鷹の先発陣をけん引する10年目右腕が、海の向こうから刺激を受けて力投した。ソフトバンクは19日の西武戦(ペイペイ)に5―4で競り勝ち、勝率差で2位に浮上した。先発した石川柊太(31)が、8回途中4失点でチームトップタイの3勝目をマーク。無四球で今季最多の10三振を奪うなど、カード頭を託される右腕が存在感を示した。
立ち上がりは不穏だった。初回、外崎に左中間テラス席へ運ばれ先制点を献上。直後に近藤の5号2ランで援護をもらうも、2回は陽川に左翼最前列へ放り込まれた。だが、再び味方打線が直後に3点を勝ち越すと、立ち直った。3回以降はバロメーターでもある投球テンポが尻上がりに加速。「中盤は持ち味を出すことができた」と、5回からは3イニング連続で三者凡退に封じた。

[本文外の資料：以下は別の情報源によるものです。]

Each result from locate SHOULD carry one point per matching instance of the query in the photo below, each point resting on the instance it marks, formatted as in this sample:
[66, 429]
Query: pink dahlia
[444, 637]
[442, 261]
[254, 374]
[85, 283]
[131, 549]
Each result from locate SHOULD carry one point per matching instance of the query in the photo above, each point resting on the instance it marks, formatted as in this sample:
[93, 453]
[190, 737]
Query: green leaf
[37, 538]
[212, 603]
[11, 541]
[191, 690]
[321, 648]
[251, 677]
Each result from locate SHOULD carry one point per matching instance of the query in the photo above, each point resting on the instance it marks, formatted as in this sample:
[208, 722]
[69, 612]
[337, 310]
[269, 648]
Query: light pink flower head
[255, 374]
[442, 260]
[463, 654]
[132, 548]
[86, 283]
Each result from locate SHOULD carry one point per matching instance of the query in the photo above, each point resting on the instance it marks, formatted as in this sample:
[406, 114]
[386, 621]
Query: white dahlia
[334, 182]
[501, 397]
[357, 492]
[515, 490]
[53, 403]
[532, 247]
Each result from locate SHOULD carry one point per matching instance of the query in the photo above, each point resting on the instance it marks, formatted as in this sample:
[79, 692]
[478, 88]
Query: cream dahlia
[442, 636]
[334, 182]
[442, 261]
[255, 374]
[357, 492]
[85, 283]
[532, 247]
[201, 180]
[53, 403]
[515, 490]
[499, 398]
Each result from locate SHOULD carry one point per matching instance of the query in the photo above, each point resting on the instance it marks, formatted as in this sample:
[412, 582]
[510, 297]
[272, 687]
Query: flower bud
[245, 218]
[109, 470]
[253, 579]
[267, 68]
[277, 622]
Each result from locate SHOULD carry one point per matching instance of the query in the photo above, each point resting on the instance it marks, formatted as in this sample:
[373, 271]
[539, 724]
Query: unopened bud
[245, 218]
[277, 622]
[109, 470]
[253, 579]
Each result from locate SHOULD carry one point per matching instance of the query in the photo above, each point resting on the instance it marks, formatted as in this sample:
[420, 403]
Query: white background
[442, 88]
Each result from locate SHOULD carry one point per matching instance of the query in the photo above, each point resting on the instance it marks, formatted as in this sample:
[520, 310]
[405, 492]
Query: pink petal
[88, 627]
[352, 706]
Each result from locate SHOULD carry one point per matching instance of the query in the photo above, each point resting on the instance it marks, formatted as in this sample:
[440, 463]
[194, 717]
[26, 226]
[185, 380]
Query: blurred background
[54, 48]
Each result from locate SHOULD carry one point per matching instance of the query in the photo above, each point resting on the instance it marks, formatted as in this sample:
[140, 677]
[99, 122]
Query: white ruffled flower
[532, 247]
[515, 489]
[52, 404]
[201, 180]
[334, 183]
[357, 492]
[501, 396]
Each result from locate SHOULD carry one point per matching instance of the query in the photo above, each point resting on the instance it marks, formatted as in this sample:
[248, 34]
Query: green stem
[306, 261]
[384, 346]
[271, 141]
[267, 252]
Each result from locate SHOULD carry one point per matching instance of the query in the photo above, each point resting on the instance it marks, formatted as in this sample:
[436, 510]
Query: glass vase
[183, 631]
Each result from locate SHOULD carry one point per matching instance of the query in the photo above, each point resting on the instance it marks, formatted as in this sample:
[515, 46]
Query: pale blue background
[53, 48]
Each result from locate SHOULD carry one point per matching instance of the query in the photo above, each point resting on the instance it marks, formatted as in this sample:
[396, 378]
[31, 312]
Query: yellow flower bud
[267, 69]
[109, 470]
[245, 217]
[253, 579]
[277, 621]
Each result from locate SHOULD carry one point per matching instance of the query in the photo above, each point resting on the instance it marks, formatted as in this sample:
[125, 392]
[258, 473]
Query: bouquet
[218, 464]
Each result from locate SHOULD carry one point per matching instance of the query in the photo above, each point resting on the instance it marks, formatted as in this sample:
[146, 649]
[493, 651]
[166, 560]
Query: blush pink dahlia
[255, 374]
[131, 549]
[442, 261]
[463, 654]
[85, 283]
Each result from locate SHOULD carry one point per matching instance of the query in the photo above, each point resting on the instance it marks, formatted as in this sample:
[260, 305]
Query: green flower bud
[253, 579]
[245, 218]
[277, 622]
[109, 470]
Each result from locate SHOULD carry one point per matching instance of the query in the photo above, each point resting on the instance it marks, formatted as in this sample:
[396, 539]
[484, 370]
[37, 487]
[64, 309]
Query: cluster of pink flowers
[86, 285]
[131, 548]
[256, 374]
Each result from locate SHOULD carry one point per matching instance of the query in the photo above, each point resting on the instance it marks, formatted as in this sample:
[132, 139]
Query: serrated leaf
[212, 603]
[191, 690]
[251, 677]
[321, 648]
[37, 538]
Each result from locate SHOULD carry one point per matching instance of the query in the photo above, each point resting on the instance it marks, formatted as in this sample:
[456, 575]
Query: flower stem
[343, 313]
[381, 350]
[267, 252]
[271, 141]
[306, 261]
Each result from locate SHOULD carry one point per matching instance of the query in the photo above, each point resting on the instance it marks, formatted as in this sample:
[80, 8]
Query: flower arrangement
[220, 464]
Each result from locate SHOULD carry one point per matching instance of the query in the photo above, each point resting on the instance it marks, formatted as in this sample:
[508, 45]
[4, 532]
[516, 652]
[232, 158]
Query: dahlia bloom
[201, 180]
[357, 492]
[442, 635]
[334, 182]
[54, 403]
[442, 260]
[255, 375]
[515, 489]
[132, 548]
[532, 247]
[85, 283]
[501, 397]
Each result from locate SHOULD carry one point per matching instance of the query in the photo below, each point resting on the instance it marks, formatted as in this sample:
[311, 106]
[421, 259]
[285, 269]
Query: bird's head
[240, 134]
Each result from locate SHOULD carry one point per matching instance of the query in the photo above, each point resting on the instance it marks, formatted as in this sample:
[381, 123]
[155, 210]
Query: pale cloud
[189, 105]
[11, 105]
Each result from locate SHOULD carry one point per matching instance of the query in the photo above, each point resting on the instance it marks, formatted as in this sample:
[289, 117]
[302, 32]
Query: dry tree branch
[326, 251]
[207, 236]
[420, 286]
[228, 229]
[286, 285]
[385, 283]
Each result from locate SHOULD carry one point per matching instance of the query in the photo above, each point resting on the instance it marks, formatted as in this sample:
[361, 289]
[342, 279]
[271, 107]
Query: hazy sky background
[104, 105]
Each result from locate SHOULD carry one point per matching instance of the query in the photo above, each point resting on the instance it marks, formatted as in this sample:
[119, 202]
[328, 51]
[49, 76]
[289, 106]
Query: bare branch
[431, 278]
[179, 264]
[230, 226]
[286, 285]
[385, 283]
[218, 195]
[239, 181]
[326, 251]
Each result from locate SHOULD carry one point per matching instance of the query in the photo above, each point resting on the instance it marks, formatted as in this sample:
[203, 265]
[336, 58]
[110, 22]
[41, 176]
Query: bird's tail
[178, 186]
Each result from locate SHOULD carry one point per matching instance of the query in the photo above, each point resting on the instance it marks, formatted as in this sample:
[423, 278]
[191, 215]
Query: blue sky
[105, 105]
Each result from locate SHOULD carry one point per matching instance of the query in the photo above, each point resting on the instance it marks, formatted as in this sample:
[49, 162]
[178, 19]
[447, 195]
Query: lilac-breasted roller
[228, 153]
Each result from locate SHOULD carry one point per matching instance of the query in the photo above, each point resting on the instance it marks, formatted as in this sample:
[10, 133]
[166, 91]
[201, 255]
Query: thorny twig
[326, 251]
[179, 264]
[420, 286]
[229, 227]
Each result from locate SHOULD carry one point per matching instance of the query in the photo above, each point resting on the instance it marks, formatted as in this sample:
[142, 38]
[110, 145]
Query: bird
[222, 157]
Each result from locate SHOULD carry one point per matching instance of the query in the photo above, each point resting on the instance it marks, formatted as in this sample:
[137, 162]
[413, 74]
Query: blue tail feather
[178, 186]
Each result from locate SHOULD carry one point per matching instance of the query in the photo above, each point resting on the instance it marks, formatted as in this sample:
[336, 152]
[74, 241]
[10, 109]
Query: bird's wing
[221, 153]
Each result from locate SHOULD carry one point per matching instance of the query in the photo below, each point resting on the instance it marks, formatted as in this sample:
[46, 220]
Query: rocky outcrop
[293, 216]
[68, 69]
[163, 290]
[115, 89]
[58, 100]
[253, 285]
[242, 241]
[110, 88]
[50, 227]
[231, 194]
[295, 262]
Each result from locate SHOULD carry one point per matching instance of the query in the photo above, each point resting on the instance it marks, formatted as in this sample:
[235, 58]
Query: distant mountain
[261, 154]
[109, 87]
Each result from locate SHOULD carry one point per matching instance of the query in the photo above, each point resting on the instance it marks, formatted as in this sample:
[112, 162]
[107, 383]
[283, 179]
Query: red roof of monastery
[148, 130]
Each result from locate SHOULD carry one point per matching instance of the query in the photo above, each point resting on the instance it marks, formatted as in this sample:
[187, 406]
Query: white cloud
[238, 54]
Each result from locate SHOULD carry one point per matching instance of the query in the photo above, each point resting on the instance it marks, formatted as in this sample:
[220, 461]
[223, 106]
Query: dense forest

この日は力強い真っすぐを軸に、カットボールが効果的だった。代名詞のパワーカーブも序盤こそうまく操れなかったが、回が進むにつれ威力を発揮。7回までに2桁三振を奪った。今季最長イニングとなった8回に先頭から3連打を浴びて、モイネロの救援を仰いだが、先発としての役割を十分に果たす114球だった。
海を渡った盟友の奮闘に力をもらっている。メッツに移籍したメジャー挑戦1年目の千賀滉大投手(30)が、18日のレイズ戦で今季最多12三振を奪う好投。「アイツは世界中どこに行っても大丈夫ですから。何も驚きはないですよ」。毎オフ自主トレをともにし、日本にいながら世界最先端の野球を貪欲に吸収しようとする向上心に強い刺激を受けてきた。「少しでもアイツを振り向かせたい」。先を行く後輩と切磋琢磨するように、負けじと今季最多10三振を奪い、白星を挙げた。
2連勝でようやく波に乗ってきた。だが、まだまだこんなもんじゃない。